Al di là e al di qua
Stamattina alle otto, su Rai 1, il neo direttore di Panorama presentava l'ultima iniziativa editoriale del giornale, cioè la pubblicazione in sei volumi, allegati al settimanale, dell'Enciclopedia Dantesca a cura dell'Istituto Treccani. Il direttore, prima di inziare a imbrodarsi di brutto, ha detto subito: il fatto che questa iniziativa comprenda una casa editrice come la Treccani, che è "al di là di ogni sospetto"... e poi via a imbrodarsi, non lo facciamo per le vendite ma per portare a casa dei lettori un'opera importante, cioè loro sono spinti solo da nobili impulsi eccetera; a un certo punto, per imprimere maggiore enfasi, ha ripetuto "perché la presenza della Treccani, che è al di là di ogni sospetto"... Questo insistere sull'al di là di ogni sospetto mi ha colpito: che il direttore avesse ben chiaro che il suo giornale, uno dei più tremebondi fogli della destra berlusconiana, si pone saldamente "al di qua"?
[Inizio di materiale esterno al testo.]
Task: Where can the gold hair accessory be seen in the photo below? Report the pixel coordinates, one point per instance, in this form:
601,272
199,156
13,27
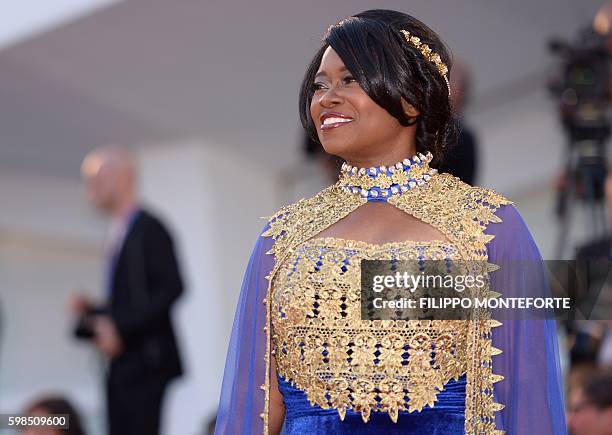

giovedì, settembre 01, 2005

Ahi

Se ne parla: a quanto pare rischiamo di ritrovarci Afef Tronchetti Provera candidata alle elezioni politiche, nelle liste del centrosinistra. O meglio: nell'accogliente foresteria delle truppe mastellate, che non sono di sinistra, né di destra né di centro, ma un coordinamento di lobby tribali, club di faccendieri vari. Forse la povera Afef, che è una delle più sfarzose castellane d'Italia, si sente sola, inutile: la sua vita deve essere vuota, senza contenuti; perché non vado in Parlamento? si è detta, posso fare delle cose utili. Posso combattere i "nuovi razzisti". Posso oppormi al "sistema", come dice anche Ricucci marito scalatore della neocastellana Anna Falchi. Con dei simili, nobili propositi, le porte si aprono, si spalancano. E sono tutti entusiasti: i DS, i margheriti, persino una signora di Rifonda, che probabilmente frequenta il suo salotto.
Io però non riesco a farmi passare un dolore intercostale che mi si pianta nel costato ogni volta che penso alla faccenda. Sono prevenuto? Sì, lo sono, come posso negarlo. E un pensiero vago, algebricamente impreciso, astrologicamente confuso, di non votare per nessuno, per la prima volta nella mia vita, sta prendendo una consistenza sempre più sinistra.